Ten-year study reveals surprising stats

by Justin da Rosa20 Feb 2015
A new study, 10 years in the making, will help agents better advise clients who are interested in purchasing one of the most popular property types.
 
Agents now have a better sense of how to advise condo-buying clients about the truths and myths of condo fees, according to Condos.ca, which has published a study on the true costs of Toronto condo maintenance fees.
 
“The study confirmed a number of long-held beliefs about condo maintenance fees such as the more amenities, the higher the fees, but the ‘worst offenders’ were not the obvious ones–pools, for example, only affected fees on average by $0.03 per square foot,” the report states. “It revealed a number of other surprises including the true cost of parking and the fact that older doesn’t necessarily mean more expensive when it comes to maintenance.”
 
To arrive at its conclusions, Condos.ca collected every MLS sale and reported maintenance fees for every condo building in Toronto over the past 10 years. The company claims the result of the study has helped them create a maintenance fee database for over 660 buildings in Toronto and nearly 900 throughout the GTA.
 
One surprising finding from the study was that older buildings don’t typically have higher maintenance fees per square foot, despite this being a widely-held belief among buyers and industry professionals.
 
“The myth was likely established because the absolute numbers are often higher with older buildings because units tend to be larger,” the study reveals. “Very few buildings have flat fees for maintenance–fees increase in correlation to unit size–and that is likely what’s driving the belief that older condos are more expensive than newer condos. From a total monthly expenditures standpoint that’s often true but not on a price per square footage basis which is the only way to objectively compare buildings.”
 
Click here to access an infograph about the study.
 

COMMENTS

  • by Helene Kerr 2/20/2015 12:49:39 PM

    I would very much like to look at the info graphic attached to this article, but when I click on the link, it brings up a view that is too tiny to read. Trying to zoom in on the info graphic doesn't work either (I am using a Safari browser). If you could please look into this, it would be appreciated.
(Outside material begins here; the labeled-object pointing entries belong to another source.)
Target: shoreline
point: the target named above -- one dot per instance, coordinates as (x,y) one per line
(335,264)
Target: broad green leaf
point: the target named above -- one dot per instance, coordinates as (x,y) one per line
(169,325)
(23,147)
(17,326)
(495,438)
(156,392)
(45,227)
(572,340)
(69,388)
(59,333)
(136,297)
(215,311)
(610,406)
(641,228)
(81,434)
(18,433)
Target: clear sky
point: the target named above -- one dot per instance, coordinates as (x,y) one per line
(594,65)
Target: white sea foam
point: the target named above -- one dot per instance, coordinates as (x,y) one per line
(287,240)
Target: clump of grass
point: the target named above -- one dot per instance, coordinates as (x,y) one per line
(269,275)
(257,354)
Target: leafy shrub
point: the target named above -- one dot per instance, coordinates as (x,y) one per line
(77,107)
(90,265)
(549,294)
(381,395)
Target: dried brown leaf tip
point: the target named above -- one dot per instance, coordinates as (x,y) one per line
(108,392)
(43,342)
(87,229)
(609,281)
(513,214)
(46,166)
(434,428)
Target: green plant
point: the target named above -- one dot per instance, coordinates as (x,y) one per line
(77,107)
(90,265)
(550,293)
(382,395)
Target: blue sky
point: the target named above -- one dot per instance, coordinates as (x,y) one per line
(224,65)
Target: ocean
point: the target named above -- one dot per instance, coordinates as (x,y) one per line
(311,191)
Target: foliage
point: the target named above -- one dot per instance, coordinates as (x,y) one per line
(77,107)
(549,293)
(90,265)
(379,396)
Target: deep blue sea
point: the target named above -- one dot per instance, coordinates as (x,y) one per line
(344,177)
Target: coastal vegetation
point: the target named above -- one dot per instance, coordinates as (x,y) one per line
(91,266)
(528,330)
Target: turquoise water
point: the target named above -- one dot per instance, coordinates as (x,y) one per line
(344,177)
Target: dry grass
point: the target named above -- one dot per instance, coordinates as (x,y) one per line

  • by REP Editor 2/20/2015 1:03:42 PM

    Hi Helene,

    The link has been updated; you should be able to see a larger version of the infograph.

    Thanks,
    REP team

  • by EddieN 2/20/2015 2:38:15 PM

    As general stats, there is nothing new or particularly interesting in this article. In fact, the information can be, and will be, interpreted incorrectly. The numbers mean absolutely nothing if along with the maintenance fees you do not consider amenities, what the maintenance fees include (energy and security costs), and most notably the reserve fund, law suits and special assessments. Many buildings, particularly the old ones, have very low maintenance fees. They are low because the owners don't want to pay into the reserve fund and keep maintenance fees to a bare minimum. This means there are no funds available to upgrade systems, renovate nor conduct emergency repairs. Then there is the other extreme - board members and property managers getting kick-backs for renovations that are not necessary. I personally know of condos where parking lot gets repaved every other year when there was nothing wrong with it. Or how about a 200 sq ft storage room getting repainted to a tune of $1500? Information and statistics are great, but to be considered a true professional, do your homework, know your buildings and work to be the best. Do not rely on articles and stats that do not give you a true picture, and always keep in mind that there are no laws to force the condo boards to act one way or another.